WASHINGTON– U.S. Senators Richard Blumenthal (D-CT) and Edward J. Markey (D-MA) today welcomed the Department of Transportation’s newly announced efforts to promote competition and increase transparency in the airline industry, but emphasized the need for further action.

“Americans have grown all too familiar with flying the unfriendly skies, where ‎a shrinking set of airlines gouge customers with unfair fees for basic amenities and services,” the Senators said. “Passengers who have seen basic consumer rights checked at the gate are looking to federal regulators to ensure that those rights are protected when they fly. While we appreciate Department of Transportation’s continued commitment to tackling this issue, this set of actions, in the final months of this Administration, punts real reform and allows airlines to continue hiding the true cost of flying under a shroud of secrecy. We need immediate action to ensure customers get an all-in price when shopping and full access to airline flights and schedules so they can comparison shop -- not just promises of further review of these well-known problems.‎ Clearly, more must be done, and we look forward to continuing to press for robust reforms that reward consumers with real competition.”

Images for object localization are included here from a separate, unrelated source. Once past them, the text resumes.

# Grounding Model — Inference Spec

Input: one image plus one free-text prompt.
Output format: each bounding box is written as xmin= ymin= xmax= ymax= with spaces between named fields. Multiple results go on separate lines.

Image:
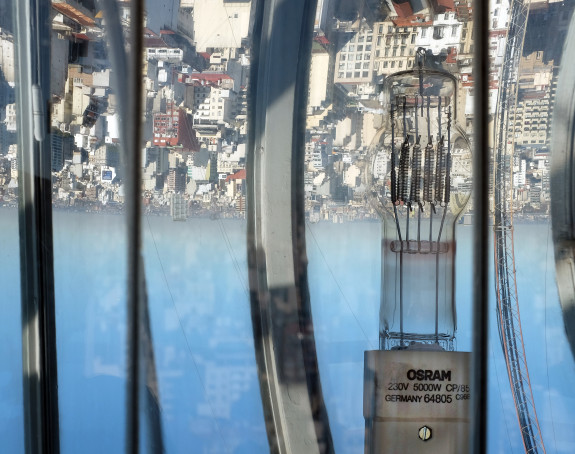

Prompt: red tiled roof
xmin=144 ymin=37 xmax=169 ymax=48
xmin=446 ymin=47 xmax=457 ymax=64
xmin=392 ymin=15 xmax=433 ymax=27
xmin=490 ymin=30 xmax=507 ymax=38
xmin=460 ymin=73 xmax=473 ymax=87
xmin=189 ymin=80 xmax=217 ymax=88
xmin=315 ymin=36 xmax=330 ymax=45
xmin=226 ymin=169 xmax=246 ymax=182
xmin=392 ymin=1 xmax=413 ymax=18
xmin=178 ymin=110 xmax=200 ymax=152
xmin=433 ymin=0 xmax=455 ymax=12
xmin=72 ymin=33 xmax=91 ymax=41
xmin=160 ymin=29 xmax=175 ymax=34
xmin=188 ymin=72 xmax=233 ymax=82
xmin=152 ymin=109 xmax=200 ymax=151
xmin=52 ymin=2 xmax=96 ymax=27
xmin=198 ymin=52 xmax=211 ymax=60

Senators Blumenthal and Markey have been at the forefront of efforts to increase airline competition and ensure consumers have the information they need to make informed purchasing decisions. The Senators and Senator Warren sent a letter to the Director of the National Economic Council Jeffrey Zients in August urging him to recommend that the Department of Transportation (DOT) use its existing authority to promote a transparent, competitive marketplace that allows consumers to easily make good purchasing decisions. They also sent a letter to the DOT in March requesting the Secretary use its existing authority to promote transparent price competition that will allow consumers to quickly and easily make good purchasing decisions, but the Department has yet to take that action.